My arrival having surprised my parents (an afterthought) during the great depression, I was raised on a small farm near Logansport, Indiana. After high school, I served on a minesweeper during the Korean conflict before graduating from the Indiana University School of Business in 1955. It was also the year that saw the beginning of a long professional career—one that started at the company in Downey, California that built the Apollo spacecraft. In the late sixties, we moved to suburban Connecticut and I commuted into New York each day and worked for companies in the oil, basic metals, and executive search businesses. That helped form the backdrop for my trilogy. By the mid-seventies, we’d settled in central Massachusetts, I'd changed careers, and spent a dozen years in various management roles within the real estate industry. We then relocated to south Texas, and I served as an officer in the largest privately held bank in the state. My educator wife (Sandra) and then I emigrated to Europe in 1986 and have since lived in both Spain and the Grand Duchy of Luxembourg.

Inspiration

During my freshman year at Indiana, Professor Zorn noted in the left column of a paper I'd written, "Awkward, Mr. Gibson." Since my parents, and grandparents, knew their way around the English language, and wrote well, I soon decided that I'd make the effort to join their league.
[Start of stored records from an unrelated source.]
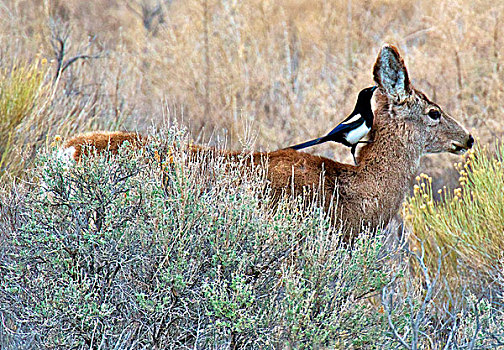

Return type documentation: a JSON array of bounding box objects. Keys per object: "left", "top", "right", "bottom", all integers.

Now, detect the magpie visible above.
[{"left": 288, "top": 86, "right": 378, "bottom": 165}]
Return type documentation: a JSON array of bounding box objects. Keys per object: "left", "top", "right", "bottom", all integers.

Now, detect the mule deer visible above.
[{"left": 60, "top": 45, "right": 474, "bottom": 237}]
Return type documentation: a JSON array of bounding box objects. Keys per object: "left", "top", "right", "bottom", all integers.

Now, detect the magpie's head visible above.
[{"left": 373, "top": 45, "right": 474, "bottom": 154}]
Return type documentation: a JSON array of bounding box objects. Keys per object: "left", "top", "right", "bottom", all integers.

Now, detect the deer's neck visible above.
[
  {"left": 357, "top": 119, "right": 422, "bottom": 178},
  {"left": 346, "top": 119, "right": 422, "bottom": 224}
]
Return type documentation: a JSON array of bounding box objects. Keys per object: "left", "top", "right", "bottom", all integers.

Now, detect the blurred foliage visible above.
[
  {"left": 0, "top": 59, "right": 49, "bottom": 170},
  {"left": 404, "top": 143, "right": 504, "bottom": 290}
]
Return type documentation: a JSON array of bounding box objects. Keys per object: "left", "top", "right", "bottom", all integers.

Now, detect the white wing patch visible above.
[
  {"left": 346, "top": 124, "right": 371, "bottom": 145},
  {"left": 371, "top": 90, "right": 378, "bottom": 116},
  {"left": 57, "top": 146, "right": 76, "bottom": 167},
  {"left": 341, "top": 114, "right": 360, "bottom": 124}
]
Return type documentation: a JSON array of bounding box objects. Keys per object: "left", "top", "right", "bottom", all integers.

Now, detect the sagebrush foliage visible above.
[{"left": 0, "top": 134, "right": 390, "bottom": 348}]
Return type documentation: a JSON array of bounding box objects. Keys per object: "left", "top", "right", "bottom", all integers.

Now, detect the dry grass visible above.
[
  {"left": 404, "top": 144, "right": 504, "bottom": 293},
  {"left": 0, "top": 0, "right": 504, "bottom": 175}
]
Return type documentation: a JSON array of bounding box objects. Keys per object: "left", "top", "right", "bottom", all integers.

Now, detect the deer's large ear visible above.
[{"left": 373, "top": 44, "right": 411, "bottom": 103}]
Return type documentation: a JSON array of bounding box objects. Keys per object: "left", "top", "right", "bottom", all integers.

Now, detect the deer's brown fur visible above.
[{"left": 60, "top": 45, "right": 473, "bottom": 238}]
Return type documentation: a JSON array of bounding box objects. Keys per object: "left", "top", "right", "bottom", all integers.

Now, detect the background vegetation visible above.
[{"left": 0, "top": 0, "right": 504, "bottom": 349}]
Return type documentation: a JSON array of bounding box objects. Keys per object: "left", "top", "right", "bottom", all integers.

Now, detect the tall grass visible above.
[
  {"left": 0, "top": 59, "right": 49, "bottom": 171},
  {"left": 404, "top": 143, "right": 504, "bottom": 287}
]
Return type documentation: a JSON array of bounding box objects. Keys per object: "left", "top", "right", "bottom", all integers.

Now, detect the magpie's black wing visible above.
[
  {"left": 289, "top": 114, "right": 362, "bottom": 149},
  {"left": 323, "top": 118, "right": 362, "bottom": 141}
]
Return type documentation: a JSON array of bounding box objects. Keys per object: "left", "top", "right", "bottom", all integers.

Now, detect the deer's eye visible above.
[{"left": 429, "top": 109, "right": 441, "bottom": 120}]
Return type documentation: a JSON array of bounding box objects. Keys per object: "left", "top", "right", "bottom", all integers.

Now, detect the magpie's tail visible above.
[{"left": 288, "top": 137, "right": 324, "bottom": 149}]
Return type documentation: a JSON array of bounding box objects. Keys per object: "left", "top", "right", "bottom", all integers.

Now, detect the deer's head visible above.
[{"left": 373, "top": 45, "right": 474, "bottom": 154}]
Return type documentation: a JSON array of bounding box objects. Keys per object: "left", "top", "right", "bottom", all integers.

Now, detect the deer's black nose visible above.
[{"left": 467, "top": 135, "right": 474, "bottom": 148}]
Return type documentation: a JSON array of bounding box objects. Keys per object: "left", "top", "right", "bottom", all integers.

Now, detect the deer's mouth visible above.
[{"left": 449, "top": 141, "right": 472, "bottom": 155}]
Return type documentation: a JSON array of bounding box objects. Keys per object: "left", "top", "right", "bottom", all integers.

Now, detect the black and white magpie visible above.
[{"left": 289, "top": 86, "right": 378, "bottom": 165}]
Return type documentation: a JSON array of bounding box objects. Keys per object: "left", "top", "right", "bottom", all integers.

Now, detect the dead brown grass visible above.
[{"left": 0, "top": 0, "right": 504, "bottom": 180}]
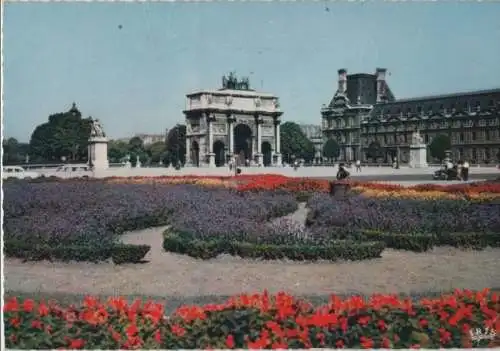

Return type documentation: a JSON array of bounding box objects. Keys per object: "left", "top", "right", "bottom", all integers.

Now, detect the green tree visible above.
[
  {"left": 323, "top": 139, "right": 340, "bottom": 160},
  {"left": 146, "top": 141, "right": 167, "bottom": 163},
  {"left": 429, "top": 134, "right": 451, "bottom": 161},
  {"left": 2, "top": 138, "right": 29, "bottom": 164},
  {"left": 280, "top": 122, "right": 315, "bottom": 163},
  {"left": 128, "top": 137, "right": 145, "bottom": 154},
  {"left": 166, "top": 124, "right": 186, "bottom": 165},
  {"left": 29, "top": 104, "right": 91, "bottom": 162},
  {"left": 366, "top": 141, "right": 383, "bottom": 161}
]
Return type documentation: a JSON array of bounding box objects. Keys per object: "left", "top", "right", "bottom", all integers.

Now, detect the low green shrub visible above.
[
  {"left": 437, "top": 232, "right": 500, "bottom": 250},
  {"left": 111, "top": 244, "right": 151, "bottom": 264},
  {"left": 163, "top": 230, "right": 385, "bottom": 261},
  {"left": 363, "top": 230, "right": 436, "bottom": 252}
]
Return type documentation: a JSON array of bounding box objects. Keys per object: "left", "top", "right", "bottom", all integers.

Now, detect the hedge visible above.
[
  {"left": 4, "top": 240, "right": 151, "bottom": 264},
  {"left": 163, "top": 230, "right": 385, "bottom": 261},
  {"left": 363, "top": 230, "right": 500, "bottom": 252}
]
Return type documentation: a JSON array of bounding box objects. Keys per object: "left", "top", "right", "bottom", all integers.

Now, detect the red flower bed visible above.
[
  {"left": 3, "top": 290, "right": 500, "bottom": 349},
  {"left": 102, "top": 174, "right": 500, "bottom": 194}
]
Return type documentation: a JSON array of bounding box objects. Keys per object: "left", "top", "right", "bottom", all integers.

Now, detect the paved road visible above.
[
  {"left": 309, "top": 171, "right": 500, "bottom": 184},
  {"left": 4, "top": 287, "right": 500, "bottom": 315}
]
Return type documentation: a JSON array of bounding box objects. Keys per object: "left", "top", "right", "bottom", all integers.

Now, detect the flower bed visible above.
[
  {"left": 307, "top": 194, "right": 500, "bottom": 251},
  {"left": 3, "top": 290, "right": 500, "bottom": 349},
  {"left": 163, "top": 230, "right": 385, "bottom": 261},
  {"left": 4, "top": 181, "right": 297, "bottom": 263},
  {"left": 100, "top": 174, "right": 500, "bottom": 201}
]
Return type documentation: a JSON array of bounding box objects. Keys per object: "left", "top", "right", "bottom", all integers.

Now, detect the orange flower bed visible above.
[
  {"left": 102, "top": 174, "right": 500, "bottom": 199},
  {"left": 3, "top": 290, "right": 500, "bottom": 349}
]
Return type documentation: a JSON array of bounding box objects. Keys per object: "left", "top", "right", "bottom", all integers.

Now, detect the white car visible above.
[{"left": 2, "top": 166, "right": 40, "bottom": 179}]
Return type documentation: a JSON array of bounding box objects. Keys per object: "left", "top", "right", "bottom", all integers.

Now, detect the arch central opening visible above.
[{"left": 234, "top": 123, "right": 253, "bottom": 165}]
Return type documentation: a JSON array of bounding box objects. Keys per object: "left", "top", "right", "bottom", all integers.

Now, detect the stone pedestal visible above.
[
  {"left": 409, "top": 144, "right": 428, "bottom": 168},
  {"left": 88, "top": 137, "right": 109, "bottom": 170},
  {"left": 274, "top": 153, "right": 283, "bottom": 167},
  {"left": 207, "top": 152, "right": 215, "bottom": 168},
  {"left": 255, "top": 153, "right": 264, "bottom": 166}
]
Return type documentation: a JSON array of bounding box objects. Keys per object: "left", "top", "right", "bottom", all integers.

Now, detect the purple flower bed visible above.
[
  {"left": 4, "top": 182, "right": 297, "bottom": 253},
  {"left": 308, "top": 194, "right": 500, "bottom": 236}
]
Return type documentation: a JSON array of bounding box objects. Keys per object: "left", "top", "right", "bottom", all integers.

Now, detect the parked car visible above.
[{"left": 2, "top": 166, "right": 40, "bottom": 179}]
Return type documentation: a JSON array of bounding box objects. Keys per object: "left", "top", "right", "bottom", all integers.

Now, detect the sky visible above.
[{"left": 3, "top": 1, "right": 500, "bottom": 142}]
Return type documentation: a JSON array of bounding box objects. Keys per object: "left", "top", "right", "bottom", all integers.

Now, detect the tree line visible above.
[{"left": 2, "top": 104, "right": 500, "bottom": 166}]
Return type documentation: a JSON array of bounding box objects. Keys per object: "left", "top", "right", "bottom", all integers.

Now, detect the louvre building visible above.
[{"left": 321, "top": 68, "right": 500, "bottom": 163}]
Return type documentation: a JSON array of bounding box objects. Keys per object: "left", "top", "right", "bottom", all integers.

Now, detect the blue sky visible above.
[{"left": 3, "top": 2, "right": 500, "bottom": 141}]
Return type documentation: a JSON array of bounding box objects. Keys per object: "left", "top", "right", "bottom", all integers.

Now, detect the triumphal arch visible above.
[{"left": 183, "top": 73, "right": 283, "bottom": 167}]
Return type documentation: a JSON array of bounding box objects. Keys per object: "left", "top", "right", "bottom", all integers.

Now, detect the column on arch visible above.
[
  {"left": 227, "top": 114, "right": 236, "bottom": 157},
  {"left": 274, "top": 120, "right": 281, "bottom": 154}
]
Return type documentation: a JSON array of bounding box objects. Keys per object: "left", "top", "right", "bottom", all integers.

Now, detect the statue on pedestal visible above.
[
  {"left": 411, "top": 130, "right": 424, "bottom": 145},
  {"left": 90, "top": 117, "right": 106, "bottom": 138}
]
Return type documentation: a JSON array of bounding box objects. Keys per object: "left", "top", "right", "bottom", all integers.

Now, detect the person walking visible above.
[
  {"left": 356, "top": 160, "right": 361, "bottom": 173},
  {"left": 462, "top": 161, "right": 469, "bottom": 181},
  {"left": 337, "top": 163, "right": 350, "bottom": 180}
]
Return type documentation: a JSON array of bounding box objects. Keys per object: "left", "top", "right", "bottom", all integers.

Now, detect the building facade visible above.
[
  {"left": 183, "top": 74, "right": 283, "bottom": 167},
  {"left": 299, "top": 124, "right": 323, "bottom": 163},
  {"left": 321, "top": 68, "right": 500, "bottom": 163}
]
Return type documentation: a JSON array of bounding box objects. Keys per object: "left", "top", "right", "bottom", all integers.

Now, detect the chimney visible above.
[
  {"left": 376, "top": 68, "right": 387, "bottom": 102},
  {"left": 337, "top": 68, "right": 347, "bottom": 94}
]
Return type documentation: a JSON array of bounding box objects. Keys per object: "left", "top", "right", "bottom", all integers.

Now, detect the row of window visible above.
[
  {"left": 360, "top": 130, "right": 500, "bottom": 145},
  {"left": 379, "top": 100, "right": 498, "bottom": 116},
  {"left": 362, "top": 118, "right": 500, "bottom": 133}
]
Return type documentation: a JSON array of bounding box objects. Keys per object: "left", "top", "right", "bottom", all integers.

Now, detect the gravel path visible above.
[{"left": 4, "top": 223, "right": 500, "bottom": 298}]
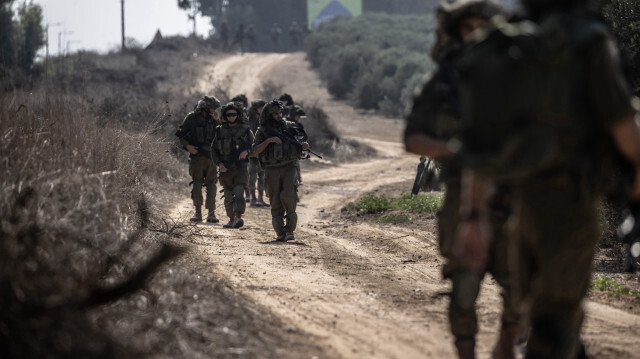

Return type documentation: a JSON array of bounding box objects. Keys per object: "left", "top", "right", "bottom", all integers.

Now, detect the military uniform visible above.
[
  {"left": 248, "top": 100, "right": 266, "bottom": 206},
  {"left": 176, "top": 105, "right": 218, "bottom": 222},
  {"left": 211, "top": 103, "right": 253, "bottom": 228},
  {"left": 253, "top": 102, "right": 302, "bottom": 240},
  {"left": 459, "top": 7, "right": 635, "bottom": 358},
  {"left": 404, "top": 1, "right": 521, "bottom": 358}
]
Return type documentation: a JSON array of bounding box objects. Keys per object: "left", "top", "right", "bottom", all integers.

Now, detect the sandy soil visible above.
[{"left": 175, "top": 53, "right": 640, "bottom": 358}]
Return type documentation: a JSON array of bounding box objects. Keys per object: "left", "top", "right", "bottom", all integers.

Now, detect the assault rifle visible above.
[{"left": 262, "top": 126, "right": 322, "bottom": 158}]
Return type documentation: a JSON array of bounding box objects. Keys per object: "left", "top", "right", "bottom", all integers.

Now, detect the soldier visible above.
[
  {"left": 253, "top": 99, "right": 309, "bottom": 241},
  {"left": 233, "top": 24, "right": 244, "bottom": 55},
  {"left": 271, "top": 22, "right": 282, "bottom": 52},
  {"left": 457, "top": 0, "right": 640, "bottom": 358},
  {"left": 220, "top": 20, "right": 229, "bottom": 49},
  {"left": 176, "top": 96, "right": 220, "bottom": 223},
  {"left": 405, "top": 0, "right": 521, "bottom": 358},
  {"left": 211, "top": 102, "right": 253, "bottom": 228},
  {"left": 248, "top": 100, "right": 268, "bottom": 207}
]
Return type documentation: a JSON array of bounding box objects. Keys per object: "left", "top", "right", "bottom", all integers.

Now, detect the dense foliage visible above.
[
  {"left": 305, "top": 14, "right": 435, "bottom": 115},
  {"left": 603, "top": 0, "right": 640, "bottom": 95}
]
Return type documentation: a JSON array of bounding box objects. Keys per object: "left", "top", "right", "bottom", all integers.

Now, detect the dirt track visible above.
[{"left": 176, "top": 54, "right": 640, "bottom": 358}]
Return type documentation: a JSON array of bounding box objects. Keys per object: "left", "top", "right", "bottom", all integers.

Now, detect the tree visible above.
[{"left": 15, "top": 1, "right": 45, "bottom": 73}]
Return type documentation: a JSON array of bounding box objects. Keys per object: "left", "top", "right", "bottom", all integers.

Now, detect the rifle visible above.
[{"left": 262, "top": 126, "right": 322, "bottom": 158}]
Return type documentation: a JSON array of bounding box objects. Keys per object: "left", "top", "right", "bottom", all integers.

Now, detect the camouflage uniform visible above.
[
  {"left": 176, "top": 96, "right": 220, "bottom": 221},
  {"left": 253, "top": 100, "right": 302, "bottom": 240},
  {"left": 459, "top": 0, "right": 635, "bottom": 358},
  {"left": 404, "top": 1, "right": 520, "bottom": 357},
  {"left": 211, "top": 102, "right": 253, "bottom": 228}
]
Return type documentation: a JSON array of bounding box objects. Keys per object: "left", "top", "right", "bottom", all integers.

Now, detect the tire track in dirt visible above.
[{"left": 171, "top": 54, "right": 639, "bottom": 358}]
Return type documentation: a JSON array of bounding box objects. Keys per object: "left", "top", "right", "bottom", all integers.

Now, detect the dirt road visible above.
[{"left": 176, "top": 54, "right": 640, "bottom": 358}]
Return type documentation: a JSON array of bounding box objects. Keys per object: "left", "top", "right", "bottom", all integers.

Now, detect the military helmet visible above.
[
  {"left": 231, "top": 93, "right": 249, "bottom": 108},
  {"left": 220, "top": 101, "right": 244, "bottom": 123}
]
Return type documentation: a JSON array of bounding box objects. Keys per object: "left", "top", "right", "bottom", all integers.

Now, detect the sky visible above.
[{"left": 32, "top": 0, "right": 211, "bottom": 55}]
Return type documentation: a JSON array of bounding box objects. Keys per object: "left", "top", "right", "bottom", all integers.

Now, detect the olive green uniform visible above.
[
  {"left": 460, "top": 12, "right": 634, "bottom": 358},
  {"left": 405, "top": 61, "right": 520, "bottom": 339},
  {"left": 176, "top": 110, "right": 218, "bottom": 210},
  {"left": 253, "top": 120, "right": 302, "bottom": 236},
  {"left": 211, "top": 123, "right": 253, "bottom": 218}
]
With years of experience writing business documents and a recruiting brochure for one of my employers, it was my next older brother who kept telling me, "You can write!" After twenty years, he finally got me to consider that he might be right and it was just three years ago that I started a book based on people and events and places with which I'm familiar. After discovering that maybe I *did* have at least some of the skills required, the one book became three--the aforementioned trilogy. And now that my fingers are glued to the keyboard, the beat goes on and there are other books in the works. Having readers tell me (via Barnes & Noble, Amazon, and e-mail) that they like my yarns is the kind of fuel that keeps my engine running.